Publications Details
Improving and Assessing the Quality of Uncertainty Quantification in Deep Learning
Adams, Jason R.; Baiyasi, Rashad; Berman, Brandon; Darling, Michael C.; Ganter, Tyler; Michalenko, Joshua J.; Patel, Lekha; Ries, Daniel; Liang, Feng; Qian, Christopher; Roy, Krishna
Deep learning (DL) models have enjoyed increased attention in recent years because of their powerful predictive capabilities. While many successes have been achieved, standard deep learning methods suffer from a lack of uncertainty quantification (UQ). While the development of methods for producing UQ from DL models is an active area of current research, little attention has been given to the quality of the UQ produced by such methods. In order to deploy DL models to high-consequence applications, high-quality UQ is necessary. This report details the research and development conducted as part of a Laboratory Directed Research and Development (LDRD) project at Sandia National Laboratories. The focus of this project is to develop a framework of methods and metrics for the principled assessment of UQ quality in DL models. This report presents an overview of UQ quality assessment in traditional statistical modeling and describes why this approach is difficult to apply in DL contexts. An assessment on relatively simple simulated data is presented to demonstrate that UQ quality can differ greatly between DL models trained on the same data.
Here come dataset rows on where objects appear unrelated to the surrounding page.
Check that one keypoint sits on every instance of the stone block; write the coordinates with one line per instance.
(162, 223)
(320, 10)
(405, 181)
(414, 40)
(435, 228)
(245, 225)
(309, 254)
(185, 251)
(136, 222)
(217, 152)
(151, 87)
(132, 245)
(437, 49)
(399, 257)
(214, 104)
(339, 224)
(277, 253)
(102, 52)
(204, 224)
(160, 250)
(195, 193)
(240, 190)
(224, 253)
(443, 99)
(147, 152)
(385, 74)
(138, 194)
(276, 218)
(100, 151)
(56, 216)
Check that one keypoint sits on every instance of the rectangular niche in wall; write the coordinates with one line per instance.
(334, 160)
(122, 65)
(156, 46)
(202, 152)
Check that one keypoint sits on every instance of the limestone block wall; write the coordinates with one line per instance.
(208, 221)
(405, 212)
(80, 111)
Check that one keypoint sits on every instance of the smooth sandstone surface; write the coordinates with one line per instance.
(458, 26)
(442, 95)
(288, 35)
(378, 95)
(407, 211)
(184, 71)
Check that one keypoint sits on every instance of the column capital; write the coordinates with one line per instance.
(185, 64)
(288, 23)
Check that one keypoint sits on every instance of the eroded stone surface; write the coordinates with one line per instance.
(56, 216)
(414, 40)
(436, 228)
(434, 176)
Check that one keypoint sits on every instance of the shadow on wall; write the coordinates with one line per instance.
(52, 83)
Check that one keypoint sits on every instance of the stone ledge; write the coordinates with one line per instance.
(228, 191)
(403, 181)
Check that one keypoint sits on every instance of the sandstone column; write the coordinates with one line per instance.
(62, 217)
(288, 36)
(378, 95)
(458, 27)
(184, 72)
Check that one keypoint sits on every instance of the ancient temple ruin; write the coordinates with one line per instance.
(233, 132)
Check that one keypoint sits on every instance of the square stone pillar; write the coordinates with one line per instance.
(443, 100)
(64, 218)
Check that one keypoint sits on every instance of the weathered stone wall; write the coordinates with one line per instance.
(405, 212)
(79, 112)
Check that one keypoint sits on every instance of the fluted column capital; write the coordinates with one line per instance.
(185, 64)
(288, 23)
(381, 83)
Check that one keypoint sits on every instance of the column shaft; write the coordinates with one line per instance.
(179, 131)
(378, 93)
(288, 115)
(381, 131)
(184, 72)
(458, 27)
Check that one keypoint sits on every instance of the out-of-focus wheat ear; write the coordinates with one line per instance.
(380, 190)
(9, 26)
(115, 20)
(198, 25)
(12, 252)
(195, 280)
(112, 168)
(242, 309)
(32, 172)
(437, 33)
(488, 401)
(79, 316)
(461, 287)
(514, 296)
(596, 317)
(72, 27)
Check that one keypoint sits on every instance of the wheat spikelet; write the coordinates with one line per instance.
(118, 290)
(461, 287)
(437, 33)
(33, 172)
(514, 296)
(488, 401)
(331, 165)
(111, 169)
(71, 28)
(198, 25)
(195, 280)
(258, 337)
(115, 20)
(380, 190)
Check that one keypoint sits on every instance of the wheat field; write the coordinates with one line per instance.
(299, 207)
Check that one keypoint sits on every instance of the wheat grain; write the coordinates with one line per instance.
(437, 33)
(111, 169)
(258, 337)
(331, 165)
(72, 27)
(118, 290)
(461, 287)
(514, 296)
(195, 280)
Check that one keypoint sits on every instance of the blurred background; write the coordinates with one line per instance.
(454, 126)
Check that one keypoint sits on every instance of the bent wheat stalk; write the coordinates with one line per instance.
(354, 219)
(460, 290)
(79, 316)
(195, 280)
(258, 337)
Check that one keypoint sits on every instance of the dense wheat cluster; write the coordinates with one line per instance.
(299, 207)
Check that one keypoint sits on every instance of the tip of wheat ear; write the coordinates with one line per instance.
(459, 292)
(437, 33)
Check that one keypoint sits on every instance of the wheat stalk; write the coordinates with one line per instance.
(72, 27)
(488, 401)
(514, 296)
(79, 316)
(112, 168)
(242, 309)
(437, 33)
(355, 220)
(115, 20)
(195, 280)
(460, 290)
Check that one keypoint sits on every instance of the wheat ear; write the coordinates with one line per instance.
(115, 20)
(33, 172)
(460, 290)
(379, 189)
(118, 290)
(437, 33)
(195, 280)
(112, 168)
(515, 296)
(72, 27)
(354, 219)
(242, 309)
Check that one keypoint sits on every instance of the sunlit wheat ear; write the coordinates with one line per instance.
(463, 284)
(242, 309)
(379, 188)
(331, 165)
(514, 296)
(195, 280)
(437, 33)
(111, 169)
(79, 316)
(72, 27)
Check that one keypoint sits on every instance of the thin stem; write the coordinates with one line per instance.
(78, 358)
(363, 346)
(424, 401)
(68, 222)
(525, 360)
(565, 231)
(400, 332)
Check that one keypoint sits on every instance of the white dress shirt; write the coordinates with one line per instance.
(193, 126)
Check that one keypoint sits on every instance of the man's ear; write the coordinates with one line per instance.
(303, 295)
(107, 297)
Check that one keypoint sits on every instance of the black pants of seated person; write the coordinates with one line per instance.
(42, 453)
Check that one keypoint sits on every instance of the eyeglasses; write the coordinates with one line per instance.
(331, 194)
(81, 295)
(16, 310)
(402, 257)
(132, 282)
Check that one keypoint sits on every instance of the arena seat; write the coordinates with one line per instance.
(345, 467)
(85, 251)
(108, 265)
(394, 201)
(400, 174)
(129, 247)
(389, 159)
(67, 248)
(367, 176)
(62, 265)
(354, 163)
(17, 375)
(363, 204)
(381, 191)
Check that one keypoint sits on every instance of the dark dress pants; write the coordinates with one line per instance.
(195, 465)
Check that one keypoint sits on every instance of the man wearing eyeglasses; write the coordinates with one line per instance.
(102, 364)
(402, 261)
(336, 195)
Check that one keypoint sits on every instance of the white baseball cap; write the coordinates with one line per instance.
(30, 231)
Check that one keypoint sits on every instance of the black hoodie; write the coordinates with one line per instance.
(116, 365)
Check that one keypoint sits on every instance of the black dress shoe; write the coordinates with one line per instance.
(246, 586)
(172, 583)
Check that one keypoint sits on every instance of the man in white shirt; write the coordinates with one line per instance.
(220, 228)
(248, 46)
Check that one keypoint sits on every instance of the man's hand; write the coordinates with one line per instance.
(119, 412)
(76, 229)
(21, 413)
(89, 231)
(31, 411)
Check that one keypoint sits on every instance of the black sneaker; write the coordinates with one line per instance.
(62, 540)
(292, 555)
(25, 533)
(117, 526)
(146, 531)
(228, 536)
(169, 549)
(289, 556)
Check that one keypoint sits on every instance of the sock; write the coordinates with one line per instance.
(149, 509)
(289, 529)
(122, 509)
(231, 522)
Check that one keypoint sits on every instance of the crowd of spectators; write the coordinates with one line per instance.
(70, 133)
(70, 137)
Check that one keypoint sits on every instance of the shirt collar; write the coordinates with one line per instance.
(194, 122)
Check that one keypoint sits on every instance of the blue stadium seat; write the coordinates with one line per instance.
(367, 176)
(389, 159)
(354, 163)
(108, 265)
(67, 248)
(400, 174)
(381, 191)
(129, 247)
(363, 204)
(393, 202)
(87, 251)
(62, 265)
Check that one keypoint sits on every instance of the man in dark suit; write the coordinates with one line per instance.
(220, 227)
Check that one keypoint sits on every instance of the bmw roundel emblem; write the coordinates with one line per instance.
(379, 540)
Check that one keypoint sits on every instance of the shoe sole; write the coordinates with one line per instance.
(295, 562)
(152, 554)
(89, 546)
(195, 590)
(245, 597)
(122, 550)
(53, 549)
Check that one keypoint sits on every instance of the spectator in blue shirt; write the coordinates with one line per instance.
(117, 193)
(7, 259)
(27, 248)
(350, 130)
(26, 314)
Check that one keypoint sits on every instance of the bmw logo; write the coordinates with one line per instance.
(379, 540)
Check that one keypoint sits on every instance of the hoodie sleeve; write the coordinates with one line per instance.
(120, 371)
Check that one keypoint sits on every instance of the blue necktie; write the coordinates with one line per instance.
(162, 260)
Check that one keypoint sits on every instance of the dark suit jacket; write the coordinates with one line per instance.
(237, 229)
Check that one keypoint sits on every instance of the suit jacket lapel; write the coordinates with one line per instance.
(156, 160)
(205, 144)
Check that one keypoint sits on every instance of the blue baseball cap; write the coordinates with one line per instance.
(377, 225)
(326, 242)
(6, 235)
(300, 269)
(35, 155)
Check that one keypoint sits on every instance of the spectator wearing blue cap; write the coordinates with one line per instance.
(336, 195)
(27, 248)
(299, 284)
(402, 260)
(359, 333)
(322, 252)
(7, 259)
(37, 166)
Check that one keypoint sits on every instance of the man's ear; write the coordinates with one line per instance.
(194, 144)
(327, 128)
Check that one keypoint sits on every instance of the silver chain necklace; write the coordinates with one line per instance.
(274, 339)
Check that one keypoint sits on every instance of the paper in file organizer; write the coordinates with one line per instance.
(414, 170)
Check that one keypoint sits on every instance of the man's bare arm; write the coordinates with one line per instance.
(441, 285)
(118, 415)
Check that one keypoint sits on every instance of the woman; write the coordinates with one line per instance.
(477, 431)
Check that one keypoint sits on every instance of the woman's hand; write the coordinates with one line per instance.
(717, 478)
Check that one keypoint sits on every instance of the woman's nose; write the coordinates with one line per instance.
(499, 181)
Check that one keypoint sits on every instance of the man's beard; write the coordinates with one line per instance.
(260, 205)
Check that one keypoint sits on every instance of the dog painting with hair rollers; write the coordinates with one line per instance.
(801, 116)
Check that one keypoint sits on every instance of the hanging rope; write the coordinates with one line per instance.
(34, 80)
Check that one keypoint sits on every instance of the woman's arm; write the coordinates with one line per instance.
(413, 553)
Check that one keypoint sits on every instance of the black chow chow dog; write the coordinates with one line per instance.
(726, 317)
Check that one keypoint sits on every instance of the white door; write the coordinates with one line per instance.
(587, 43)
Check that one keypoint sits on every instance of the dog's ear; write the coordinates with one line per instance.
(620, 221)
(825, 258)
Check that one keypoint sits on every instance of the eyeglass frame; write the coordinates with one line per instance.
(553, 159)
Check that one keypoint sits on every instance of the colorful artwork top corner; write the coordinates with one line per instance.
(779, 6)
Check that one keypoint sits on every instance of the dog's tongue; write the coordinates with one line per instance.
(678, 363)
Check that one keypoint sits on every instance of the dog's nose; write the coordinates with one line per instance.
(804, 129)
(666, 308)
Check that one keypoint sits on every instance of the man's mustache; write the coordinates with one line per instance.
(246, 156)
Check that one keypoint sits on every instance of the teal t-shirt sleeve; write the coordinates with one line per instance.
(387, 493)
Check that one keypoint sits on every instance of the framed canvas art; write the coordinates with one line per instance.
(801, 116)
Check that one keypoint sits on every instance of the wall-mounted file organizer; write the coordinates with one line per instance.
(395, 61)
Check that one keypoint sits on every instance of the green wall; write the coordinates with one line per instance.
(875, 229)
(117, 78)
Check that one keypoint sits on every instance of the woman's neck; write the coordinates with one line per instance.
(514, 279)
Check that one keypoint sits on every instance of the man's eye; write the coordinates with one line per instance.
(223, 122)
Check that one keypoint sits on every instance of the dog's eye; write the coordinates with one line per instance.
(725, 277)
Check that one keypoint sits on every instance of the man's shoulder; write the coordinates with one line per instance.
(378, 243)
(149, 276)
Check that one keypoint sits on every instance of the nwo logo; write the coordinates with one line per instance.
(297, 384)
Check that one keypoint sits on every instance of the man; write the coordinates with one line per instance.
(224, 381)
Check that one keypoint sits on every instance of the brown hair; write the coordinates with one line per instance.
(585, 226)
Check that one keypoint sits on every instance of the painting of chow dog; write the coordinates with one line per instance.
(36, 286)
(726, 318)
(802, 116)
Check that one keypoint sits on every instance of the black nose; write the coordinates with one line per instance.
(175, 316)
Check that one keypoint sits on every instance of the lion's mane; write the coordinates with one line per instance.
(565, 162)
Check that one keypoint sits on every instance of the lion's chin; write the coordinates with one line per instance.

A method for simulating image data that can then be used for UQ quality assessment is described. A general method for simulating realistic data for the purpose of assessing a model’s UQ quality is also presented. A Bayesian uncertainty framework for understanding uncertainty and existing metrics is described. Research that came out of collaborations with two university partners are discussed along with a software toolkit that is currently being developed to implement the UQ quality assessment framework as well as serve as a general guide to incorporating UQ into DL applications.